Online Table Repartitioning: Convert Live Tables Without Downtime
Online table repartitioning converts an existing table — unpartitioned, or partitioned on the wrong key — into a declaratively partitioned layout while the application keeps reading and writing it. This guide is part of Shard Migration & Rebalancing Operations and covers the shadow-table-plus-triggers workflow for PostgreSQL, the logical-replication variant, and pt-online-schema-change/gh-ost for MySQL. It is the single-instance sibling of zero-downtime resharding workflows, which moves keyspaces between servers rather than restructuring storage within one.
Problem Framing
An order-management service has a 1.8 TB orders table that was created five years ago as a plain heap. Retention policy says orders older than 24 months can be archived, but DELETE FROM orders WHERE created_at < ... now runs for six hours, bloats the table, and drags replica lag past its SLO. Autovacuum needs most of a day for a single pass. Index rebuilds are effectively impossible. Everyone agrees the table should have been range-partitioned by month from day one — dropping a partition is a metadata operation, vacuum works on month-sized chunks, and time-bounded queries prune to a handful of partitions (the layout tradeoffs are covered in range partitioning strategies).

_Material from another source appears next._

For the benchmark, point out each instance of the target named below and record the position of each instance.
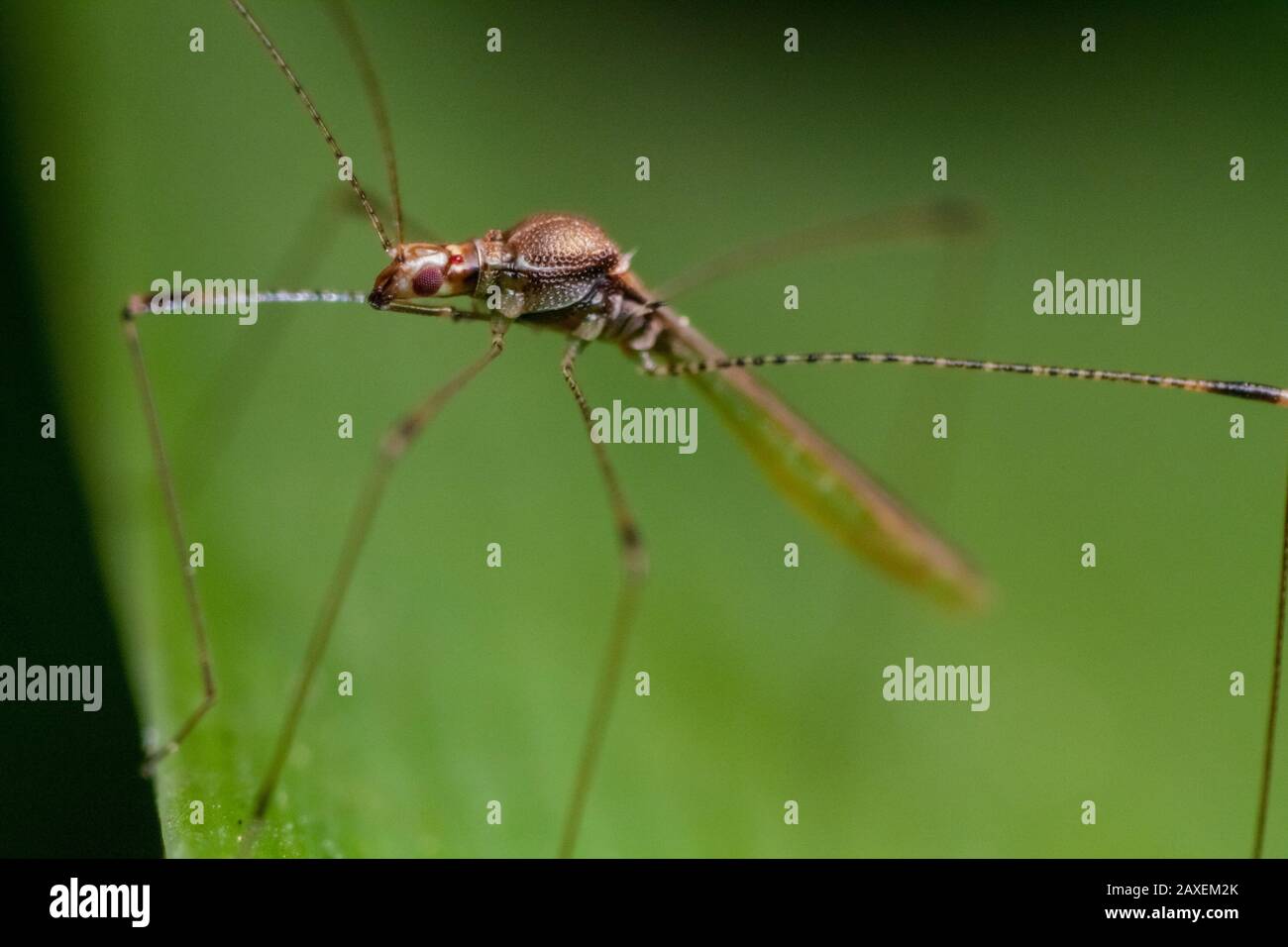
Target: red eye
(426, 281)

The blocker is the conversion itself. PostgreSQL cannot turn a heap into a partitioned table in place: PARTITION BY exists only at CREATE TABLE time. The naive path — create a new table, INSERT INTO ... SELECT, rename — locks writes out for the hours the copy takes. With 4 000 writes/s against the table and a strict no-maintenance-window mandate, the conversion has to happen next to live traffic, invisibly, with an atomic swap at the end measured in milliseconds.
Architecture Overview
The workflow builds a shadow table with the desired partitioned layout, keeps it synchronized two ways at once — row triggers replay live changes, a batched backfill copies history — and finishes with a rename swap inside a single transaction. At no point does the application see anything but the name orders.

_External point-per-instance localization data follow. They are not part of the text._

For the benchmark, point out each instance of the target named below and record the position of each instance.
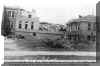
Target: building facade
(26, 24)
(83, 28)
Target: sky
(56, 11)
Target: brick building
(83, 28)
(26, 23)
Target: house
(83, 28)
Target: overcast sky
(56, 11)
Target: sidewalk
(22, 53)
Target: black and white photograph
(45, 32)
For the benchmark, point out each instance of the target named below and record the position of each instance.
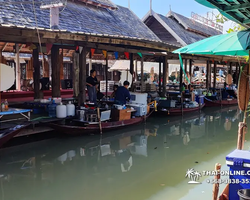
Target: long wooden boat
(227, 102)
(8, 134)
(179, 111)
(86, 128)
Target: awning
(235, 10)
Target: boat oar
(99, 120)
(243, 99)
(217, 178)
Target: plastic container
(239, 163)
(70, 109)
(244, 194)
(52, 109)
(61, 111)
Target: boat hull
(10, 134)
(94, 128)
(210, 103)
(179, 111)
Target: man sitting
(122, 94)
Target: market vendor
(122, 94)
(91, 83)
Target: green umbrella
(232, 44)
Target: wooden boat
(226, 102)
(75, 127)
(8, 134)
(179, 111)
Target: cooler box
(199, 99)
(141, 110)
(166, 103)
(238, 161)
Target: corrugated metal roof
(78, 18)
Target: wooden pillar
(76, 74)
(208, 75)
(142, 74)
(164, 81)
(160, 87)
(36, 74)
(190, 69)
(82, 76)
(231, 67)
(55, 66)
(18, 70)
(106, 74)
(136, 70)
(215, 70)
(167, 71)
(185, 68)
(181, 78)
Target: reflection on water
(144, 162)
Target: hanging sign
(92, 52)
(126, 54)
(104, 53)
(116, 55)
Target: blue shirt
(122, 94)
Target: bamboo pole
(217, 178)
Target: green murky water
(145, 162)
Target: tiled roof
(78, 17)
(194, 25)
(187, 36)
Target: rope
(38, 34)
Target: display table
(25, 113)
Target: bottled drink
(6, 105)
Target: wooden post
(207, 75)
(185, 69)
(190, 69)
(36, 74)
(142, 75)
(210, 74)
(181, 78)
(18, 73)
(167, 71)
(55, 66)
(231, 68)
(160, 87)
(136, 70)
(82, 76)
(215, 70)
(76, 74)
(106, 74)
(164, 81)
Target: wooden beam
(36, 73)
(55, 72)
(164, 81)
(215, 70)
(236, 7)
(76, 74)
(160, 87)
(5, 45)
(190, 69)
(82, 76)
(18, 69)
(142, 73)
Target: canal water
(145, 162)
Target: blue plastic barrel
(52, 109)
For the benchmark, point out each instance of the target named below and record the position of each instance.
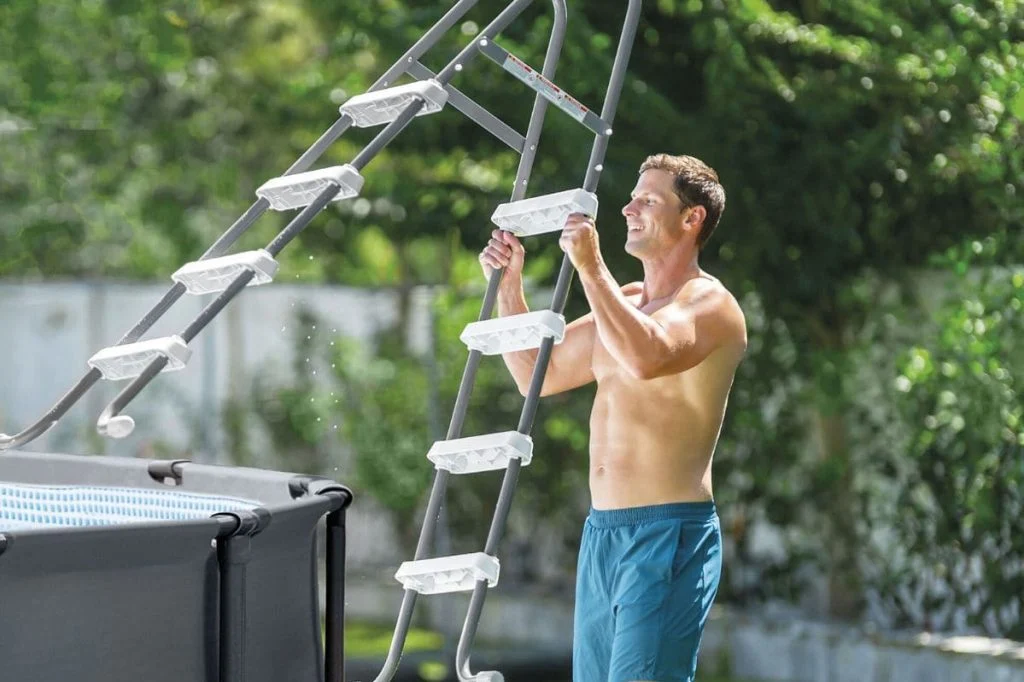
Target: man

The two synchronization paths overlap on purpose. Triggers alone would miss all history; backfill alone would miss everything written during the copy. Running both means every row reaches the shadow table at least once — which is why every write into the shadow must be idempotent.
Step 1 — Create the Shadow Partitioned Table
Build orders_new with the target layout. The one schema change PostgreSQL forces on you: the partition key must be part of the primary key and of every unique constraint, so PRIMARY KEY (order_id) becomes PRIMARY KEY (order_id, created_at). Audit application code for upserts that assume order_id alone is unique before you commit to this.
CREATE TABLE orders_new (
LIKE orders INCLUDING DEFAULTS INCLUDING STORAGE
) PARTITION BY RANGE (created_at);
ALTER TABLE orders_new ADD PRIMARY KEY (order_id, created_at);
-- One partition per month, historical through next month
CREATE TABLE orders_new_2024_07 PARTITION OF orders_new
FOR VALUES FROM ('2024-07-01') TO ('2024-08-01');
-- ... generate the intervening months with a script ...

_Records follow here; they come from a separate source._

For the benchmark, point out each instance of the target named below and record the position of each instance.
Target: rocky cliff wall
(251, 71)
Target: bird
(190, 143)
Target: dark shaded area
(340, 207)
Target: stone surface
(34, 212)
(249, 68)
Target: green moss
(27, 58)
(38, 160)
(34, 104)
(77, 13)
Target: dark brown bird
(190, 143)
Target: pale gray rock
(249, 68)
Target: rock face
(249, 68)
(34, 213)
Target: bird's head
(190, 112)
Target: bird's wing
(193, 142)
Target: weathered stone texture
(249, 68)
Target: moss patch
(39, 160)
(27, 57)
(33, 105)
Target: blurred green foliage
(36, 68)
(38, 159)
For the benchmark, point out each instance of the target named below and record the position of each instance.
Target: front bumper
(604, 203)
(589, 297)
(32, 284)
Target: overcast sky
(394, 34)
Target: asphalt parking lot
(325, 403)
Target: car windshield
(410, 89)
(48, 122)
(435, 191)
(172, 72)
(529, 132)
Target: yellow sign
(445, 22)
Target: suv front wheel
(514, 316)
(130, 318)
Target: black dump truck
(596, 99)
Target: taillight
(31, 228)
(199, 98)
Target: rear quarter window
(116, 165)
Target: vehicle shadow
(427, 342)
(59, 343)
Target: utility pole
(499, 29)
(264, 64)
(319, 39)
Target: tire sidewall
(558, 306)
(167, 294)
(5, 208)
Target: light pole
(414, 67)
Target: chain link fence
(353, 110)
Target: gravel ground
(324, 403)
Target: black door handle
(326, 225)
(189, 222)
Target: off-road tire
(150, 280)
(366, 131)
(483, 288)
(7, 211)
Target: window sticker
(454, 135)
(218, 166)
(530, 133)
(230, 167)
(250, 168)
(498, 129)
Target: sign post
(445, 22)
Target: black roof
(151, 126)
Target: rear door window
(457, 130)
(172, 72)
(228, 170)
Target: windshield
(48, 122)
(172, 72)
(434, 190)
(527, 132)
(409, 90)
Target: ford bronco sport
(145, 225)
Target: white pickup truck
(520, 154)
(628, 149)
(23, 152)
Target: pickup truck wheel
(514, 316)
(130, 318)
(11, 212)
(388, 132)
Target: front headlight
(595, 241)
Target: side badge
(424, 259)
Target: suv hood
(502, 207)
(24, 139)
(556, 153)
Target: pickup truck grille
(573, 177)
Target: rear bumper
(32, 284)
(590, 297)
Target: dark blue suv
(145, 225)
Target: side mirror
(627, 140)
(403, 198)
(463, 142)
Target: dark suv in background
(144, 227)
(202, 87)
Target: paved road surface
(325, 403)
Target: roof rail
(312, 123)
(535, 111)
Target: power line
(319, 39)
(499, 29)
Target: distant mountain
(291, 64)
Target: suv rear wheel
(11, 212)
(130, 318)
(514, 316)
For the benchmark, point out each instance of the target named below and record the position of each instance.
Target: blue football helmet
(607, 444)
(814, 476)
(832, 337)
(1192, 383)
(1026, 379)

CREATE TABLE orders_new_2026_07 PARTITION OF orders_new
FOR VALUES FROM ('2026-07-01') TO ('2026-08-01');
CREATE TABLE orders_new_2026_08 PARTITION OF orders_new
FOR VALUES FROM ('2026-08-01') TO ('2026-09-01');
Deliberately do not create secondary indexes yet. The primary key index must exist (the sync trigger’s upserts need it), but every extra index makes the backfill slower and its WAL volume larger. Secondary indexes are built in Step 5, after the data is in place, where they build 3–5× faster.
Generate a partition for every month present in the source plus at least one future month, and wire up automated partition creation before the swap — a missing future partition turns midnight on the first of the month into an insert outage.
Step 2 — Install the Sync Triggers
An AFTER ... FOR EACH ROW trigger on the source replays every change into the shadow. Idempotency is the load-bearing property: the trigger and the backfill will race, and whichever writes a row second must not fail or corrupt.
CREATE OR REPLACE FUNCTION orders_shadow_sync() RETURNS trigger
LANGUAGE plpgsql AS $$
BEGIN
IF TG_OP = 'INSERT' THEN
INSERT INTO orders_new SELECT NEW.*
ON CONFLICT (order_id, created_at) DO UPDATE
SET status = EXCLUDED.status,
amount_cents = EXCLUDED.amount_cents,
updated_at = EXCLUDED.updated_at;
ELSIF TG_OP = 'UPDATE' THEN
-- created_at is immutable in this schema; if the partition key can
-- change, DELETE old + INSERT new instead of UPDATE
INSERT INTO orders_new SELECT NEW.*
ON CONFLICT (order_id, created_at) DO UPDATE
SET status = EXCLUDED.status,
amount_cents = EXCLUDED.amount_cents,
updated_at = EXCLUDED.updated_at;
ELSIF TG_OP = 'DELETE' THEN
DELETE FROM orders_new
WHERE order_id = OLD.order_id AND created_at = OLD.created_at;
END IF;
RETURN NULL;
END $$;
CREATE TRIGGER trg_orders_shadow_sync
AFTER INSERT OR UPDATE OR DELETE ON orders
FOR EACH ROW EXECUTE FUNCTION orders_shadow_sync();
The trigger adds one indexed write per source write — typically 5–15% latency overhead on the write path. Measure it on a staging clone first, and deploy the trigger during a low-traffic period while watching p99. The UPDATE branch upserting (rather than updating) is what makes the trigger safe against rows the backfill hasn’t copied yet: an update to an uncopied row simply materializes it early.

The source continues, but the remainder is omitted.